ベータからオメガに変化したことで営業の職を辞した俺は、会社を辞めることなく事務系の部署へ異動ということになった。
それまで知らなかったことだが、うちの会社で定時を超過するのは営業部くらいらしい。総務も経理も定時には一斉に仕事を切り上げて帰宅するので、社歴が長いとはいえ新人の俺も遅くまで残っていることはできない。

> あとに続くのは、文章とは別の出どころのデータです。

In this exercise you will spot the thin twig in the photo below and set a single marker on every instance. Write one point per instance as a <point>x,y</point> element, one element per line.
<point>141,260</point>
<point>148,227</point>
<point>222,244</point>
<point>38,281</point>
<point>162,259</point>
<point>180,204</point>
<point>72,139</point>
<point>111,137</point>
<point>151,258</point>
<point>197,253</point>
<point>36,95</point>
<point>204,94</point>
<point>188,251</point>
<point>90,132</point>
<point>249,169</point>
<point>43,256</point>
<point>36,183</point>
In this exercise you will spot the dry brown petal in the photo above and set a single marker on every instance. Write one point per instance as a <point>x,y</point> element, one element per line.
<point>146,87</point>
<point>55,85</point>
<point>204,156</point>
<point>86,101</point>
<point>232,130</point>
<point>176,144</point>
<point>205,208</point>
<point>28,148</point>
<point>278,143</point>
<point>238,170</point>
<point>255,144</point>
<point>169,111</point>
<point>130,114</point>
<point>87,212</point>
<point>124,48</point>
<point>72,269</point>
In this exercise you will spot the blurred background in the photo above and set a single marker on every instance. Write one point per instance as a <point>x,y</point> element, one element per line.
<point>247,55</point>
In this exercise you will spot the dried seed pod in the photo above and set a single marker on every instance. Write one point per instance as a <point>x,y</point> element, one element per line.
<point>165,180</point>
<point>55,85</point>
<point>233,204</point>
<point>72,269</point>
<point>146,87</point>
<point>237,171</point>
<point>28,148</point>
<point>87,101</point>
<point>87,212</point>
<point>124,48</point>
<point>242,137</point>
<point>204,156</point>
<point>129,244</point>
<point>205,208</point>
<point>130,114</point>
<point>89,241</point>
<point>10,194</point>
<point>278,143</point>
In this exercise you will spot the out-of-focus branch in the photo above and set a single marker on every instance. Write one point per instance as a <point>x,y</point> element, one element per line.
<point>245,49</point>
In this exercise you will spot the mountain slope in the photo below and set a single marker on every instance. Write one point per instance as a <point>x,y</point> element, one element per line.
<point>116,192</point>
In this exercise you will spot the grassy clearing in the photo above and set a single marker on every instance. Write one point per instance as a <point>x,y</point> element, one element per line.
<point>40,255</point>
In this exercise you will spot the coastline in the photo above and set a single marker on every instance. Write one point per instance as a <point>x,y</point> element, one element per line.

慣れない時間帯の帰宅ラッシュ。満員電車で汗臭いスーツの集団に揉まれながら家路を辿り、真っ暗な部屋に明かりを灯す。
あとは同居人が帰ってくるまでに、料理をしたり風呂を掃除して湯を張ったり、無意味にシーツのシワを伸ばしたりしながら過ごす。
それでもヒマなときは買ったまま積んであるビジネス雑誌や文庫本をコーヒー片手に広げて、ひたすら時間を潰す。
同居人───こう言うと怒られるのだった───番であり、伴侶である久我 司がいないというだけで、これほど手持ち無沙汰になるなんて、我ながら恥ずかしく思う。
俺はこんなにも無趣味な男だっただろうか。
しかし思い返しても、番を見つけるまでの間の人生、なにを楽しみに生きていたのか全然思い出せないのだった。俺の記憶はどうなってるんだ。
気づくと、開いた雑誌の紙面を視線でなぞるだけになっていた。溜め息を吐いてページを閉じると同時に、玄関がガチャガチャと喧しく鳴る。
「おかえり。早かったな」
玄関先に顔を出すと、三和土にスーツの男が立っていた。
朝撫で付けた髪はやや乱れている。ネクタイが少しだけ緩められているが、着崩したというほどではない。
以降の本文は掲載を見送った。